I wish costco sold astroglide.
i wish my brain was less awake, and didn't try and picture what you were talking about.
you dialed the number "23" then talked to it for three minutes
Just watched my manager erase "we've been 2 days wo an accident" and change it to "0" these ppl are too high.
dude ... she has a full length mirror in her shower, don't even tell me shes not dtf
The first song on his sex mix was "highway to the danger zone"
These people keep looking at me like I'm the first person to ever eat ribs in a Home Depot.
Did you really end last night's sexting with "Stay thirsty my friend"?
We name dropped you at the liquor store and got a ten percent discount!
Although I wish I was out drinking, this cough syrup has me slightly more optimistic than usual.. I heavily debating trying to find mystical creatures and selling them to rich people as pets
We found her. She's owling on the sink in the bathroom.
Ya well here is the deal with last night, it was the Biggest shit show we have ever co-stared in.
So ive narrowed my options down to getting food or masturbating. Don't judge me
So, my ex just showed me the drunk voicemail we left him last night.
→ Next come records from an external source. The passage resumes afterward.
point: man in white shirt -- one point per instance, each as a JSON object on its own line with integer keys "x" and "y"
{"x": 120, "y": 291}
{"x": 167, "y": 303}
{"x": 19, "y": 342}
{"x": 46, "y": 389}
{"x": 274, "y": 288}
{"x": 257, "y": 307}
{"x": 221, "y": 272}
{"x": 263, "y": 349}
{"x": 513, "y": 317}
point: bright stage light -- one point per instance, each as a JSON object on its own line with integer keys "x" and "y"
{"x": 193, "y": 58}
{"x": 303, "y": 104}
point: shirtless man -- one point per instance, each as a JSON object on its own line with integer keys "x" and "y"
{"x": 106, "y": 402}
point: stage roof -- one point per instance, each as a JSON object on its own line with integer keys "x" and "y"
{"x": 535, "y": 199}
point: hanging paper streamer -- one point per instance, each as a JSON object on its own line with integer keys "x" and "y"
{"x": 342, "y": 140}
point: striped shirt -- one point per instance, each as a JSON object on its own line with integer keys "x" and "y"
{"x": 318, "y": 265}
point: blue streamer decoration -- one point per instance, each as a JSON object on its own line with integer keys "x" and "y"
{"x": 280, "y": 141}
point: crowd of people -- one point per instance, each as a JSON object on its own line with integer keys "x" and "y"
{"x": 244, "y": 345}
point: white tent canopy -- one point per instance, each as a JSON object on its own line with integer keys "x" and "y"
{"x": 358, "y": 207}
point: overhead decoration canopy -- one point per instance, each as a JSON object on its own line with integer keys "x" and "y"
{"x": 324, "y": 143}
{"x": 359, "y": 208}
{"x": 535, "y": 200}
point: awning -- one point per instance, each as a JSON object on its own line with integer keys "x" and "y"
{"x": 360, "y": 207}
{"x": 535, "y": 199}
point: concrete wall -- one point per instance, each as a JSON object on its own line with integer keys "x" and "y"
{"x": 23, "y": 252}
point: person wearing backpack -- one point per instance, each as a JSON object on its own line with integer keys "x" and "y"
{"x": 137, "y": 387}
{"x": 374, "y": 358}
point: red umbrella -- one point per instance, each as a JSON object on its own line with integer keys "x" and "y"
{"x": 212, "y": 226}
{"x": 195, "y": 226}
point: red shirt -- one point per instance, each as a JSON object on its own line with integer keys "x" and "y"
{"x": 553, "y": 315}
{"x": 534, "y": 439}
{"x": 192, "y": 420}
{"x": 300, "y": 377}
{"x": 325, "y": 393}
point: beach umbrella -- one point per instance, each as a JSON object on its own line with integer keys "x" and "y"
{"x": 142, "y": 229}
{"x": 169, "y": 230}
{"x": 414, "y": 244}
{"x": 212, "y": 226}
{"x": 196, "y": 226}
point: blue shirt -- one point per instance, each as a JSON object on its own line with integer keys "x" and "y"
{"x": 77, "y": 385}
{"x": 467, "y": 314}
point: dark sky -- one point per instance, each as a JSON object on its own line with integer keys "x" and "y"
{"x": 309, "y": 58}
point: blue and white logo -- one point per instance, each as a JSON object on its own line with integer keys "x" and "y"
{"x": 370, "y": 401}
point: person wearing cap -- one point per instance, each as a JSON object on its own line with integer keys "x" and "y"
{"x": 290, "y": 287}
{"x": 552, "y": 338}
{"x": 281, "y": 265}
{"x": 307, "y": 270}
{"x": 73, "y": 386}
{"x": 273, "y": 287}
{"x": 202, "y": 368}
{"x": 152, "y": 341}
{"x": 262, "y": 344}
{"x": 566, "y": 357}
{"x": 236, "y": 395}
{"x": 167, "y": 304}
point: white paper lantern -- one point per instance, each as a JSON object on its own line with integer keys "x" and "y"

Started out with me saying "I think it's Shane." Then you took my phone and started singing a song about peanut butter, train tracks, and tequila. I joined in. On the upside, he said he's totally fine with being on the drunk dial list from now on. Soooo, another tequila night??
They've already turned me into the Dean of Students once because they felt 'unsafe' because I came home hammered and asked one of them to make me a grilled cheese sandwich. Like, I just ASKED!
He just got back from doing field research studying wild chimpanzees in the goddamn jungle. Obviously I fucked him.